Athos hizo dos visitas, y a las siete de la noche se dirigió con Raúl a la calle de Tournelles, que se hallaba obstruida por los caballos y los criados. Abrióse paso entre ellos y penetró en la casa seguido por el joven. La primera persona que vio fue a Aramis, instalado junto a un sillón de ruedas, cubierto con una especie de dosel, bajo el cual se agitaba envuelto en una manta de brocado un hombre pequeño, bastante joven, muy risueño, de rostro pálido a veces, pero cuyos ojos nunca cesaban de expresar pensamientos vivos, agudos o graciosos. Era el abate Scarron, que siempre estaba riéndose, chanceándose, diciendo cumplimientos, quejándose y rascándose con una varita.
Agrupábase en derredor de esta especie de tienda ambulante una turba de caballeros y señoras. La sala era preciosa y estaba bien amueblada. Pendían de los balcones grandes colgaduras de seda floreada, cuyos colores vivos en otro tiempo, estaban ya algo ajados. Los tapices eran sencillos pero de buen gusto; dos lacayos, muy corteses, hacían con finura el servicio.
Aramis acercóse a Athos al verle, le cogió la mano y le presentó a Scarron, quien manifestó tanto placer como respeto al recién llegado, y dijo algunas palabras muy agudas al vizconde. Raúl se quedó algún tanto confuso, porque no se había preparado contra la majestad del talento cortesano, pero sin embargo, saludó con mucha gracia. Cumplimentaron inmediatamente a Athos dos o tres caballeros a quienes le presentó Aramis, después de lo cual se fue disipando poco a poco el tumulto producido por su entrada y se generalizó la conversación.
Transcurridos cuatro o cinco minutos, que invirtió Raúl en reponerse y en adquirir un conocimiento topográfico de la asamblea, se abrió la puerta y un lacayo anunció a la señorita Paulet.
Athos dio una palma en el hombro del vizconde, y le dijo:
—Mirad a esa mujer, Raúl; es un personaje histórico; a su casa iba Enrique IV cuando le asesinaron.
Raúl estremecióse: a cada instante de aquellos últimos días se descorría para él un velo que le dejaba ver alguna cosa heroica: aquella mujer, que aún era joven y bella, había conocido a Enrique IV y le había hablado.

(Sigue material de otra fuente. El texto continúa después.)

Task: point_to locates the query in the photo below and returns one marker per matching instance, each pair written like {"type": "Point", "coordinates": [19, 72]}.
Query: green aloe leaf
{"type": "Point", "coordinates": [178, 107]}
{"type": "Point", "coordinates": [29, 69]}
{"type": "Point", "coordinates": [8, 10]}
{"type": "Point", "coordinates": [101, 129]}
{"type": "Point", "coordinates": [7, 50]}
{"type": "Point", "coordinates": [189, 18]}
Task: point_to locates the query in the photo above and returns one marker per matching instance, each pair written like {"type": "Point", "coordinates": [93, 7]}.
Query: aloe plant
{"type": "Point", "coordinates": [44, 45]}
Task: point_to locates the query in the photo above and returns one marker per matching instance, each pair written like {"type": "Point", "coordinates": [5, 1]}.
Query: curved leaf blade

Muchos circunstantes dirigiéronse a la recién llegada, que se conservaba a la moda. Era de elevada estatura, de elegante y flexible talle, y tenía una selva de hermosos cabellos como los que prefería Rafael, y como los que ha puesto Ticiano a todas sus Magdalenas. Aquel color, y quizá la superioridad que consiguió sobre las demás mujeres, le granjearon el nombre de la
Leona
.
Sepan, pues, nuestras bellas contemporáneas que aspiran a semejante título, que no procede de Inglaterra, sino de la bella y aguda señorita Paulet.